案の定酔いつぶれたティアを運び、海明とあかりはタクシーに乗り込んだ。
笹崎や他の所員達が見送る中、タクシーはティアの自宅に向けて発車する。
「お疲れ様、あかり」ティアを挟んで向こう側、海明が笑う。
「お疲れ様です、海明さん」あかりも笑った。
「や、大変でしたね」
「ええ。でも、楽しかったわ」
海明の笑顔が、このごろ更に魅力的になったと思う。角が取れたのか、どこか張り詰めていた糸が適度に緩んだのか。
「で、あかり。あなたこれからどうするの?」
少々唐突な質問。あかりは面食らって、それでも考えを巡らせる。
窓の外、自動運転の車が走る道路。
さっきまで居た、ホログラムドーム。
ほんの少し前まで想像もできなかった光景。
あかりは語り始める。
「えっと、未来を創りたいって思います。大学で色んなことを目一杯勉強して、ティアや海明さんが繋いでくれたこの世界を、もっともっといい未来にしたいなって」
それはあかりの中にいつしか芽生えていた思いだった。
自分が生き返った意味があるとすれば、ティアや皆に出会った理由があるとすれば、そういうことなのではないか、と。

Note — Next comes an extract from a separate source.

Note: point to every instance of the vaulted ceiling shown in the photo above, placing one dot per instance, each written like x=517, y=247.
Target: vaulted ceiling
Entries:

海明はにこりとする。あかりの緋色の髪をしず、と撫で下ろす。
「それはとってもいい考えね。もちろん私も付き合うわよ」
「――海明。あなたがいてくれて良かったよ」
目を覚ましたティアがよく通る声で言った。
「ノン、あなたはあたしのかけがえのない人。だから、死なないでね」
海明の声に温かな笑気が満ちる。
「無理言わないでちょうだい。あなたと違って人はいつか死ぬのよ。まあ、心配しなくても私が死ぬまでは付き合ってあげるわ」
微笑むその顔は澄み渡った青空のようだ。
彼女にはとっくに分かっている。
ティアよりも先に寿命を迎えるのは自分で、それは仕方ないと。
「そうか、そうだね」
対照的に寂しそうなティアの声。
長さの違う二人の寿命、別れの時は、いつか確実に訪れる。
「そんな顔しないでティオ。大丈夫よ、言ったでしょ? 死ぬまでは付き合うって」
「あははは。うん、そうだね。取り敢えずはそれで良しとするよ」
あかりは二人のやり取りを黙って聞いていた。
ふと思う。
パラメーターのことだ。
人体に関する数値、それがパラメーター。
もし、その中に、寿命に関わるものが見つかれば?
――そうだ。私が、いや、皆でそれを見つければいいんだ。
あかりは密かに決意した。
「そうだ、あかり」
ティアは気持ちを切り替えるように声を出す。
「なに?」
「いつかあたしに訊いてくれたことだけどさ――いいよ。あかりになら」
何の事だろうと考える。
海明はああ、あのことか、と微笑した。
やがて、あかりも思い当たる。
「じゃあ私、これからは時々、あなたのことをティオ、って呼ぶね」
「いいよ。でも、頻繁にはやめてね?」
少し顔を赤らめておどけるティアの声に、海明もあかりも声をあげて笑う。
あかりは二人を交互に見た。
――みんなで創ろうよ、未来。それってきっと、楽しいよね。
「あかり、あたしを起こしてくれてありがとうね」
ティアが呟くように口にした。
「どういたしまして」
あかりが応じる。
「私もあの時、起こしてくれて本当にありがとうね――ティオ」
ティアは顔を真っ赤にして、子供のように無邪気に、白い歯を見せた。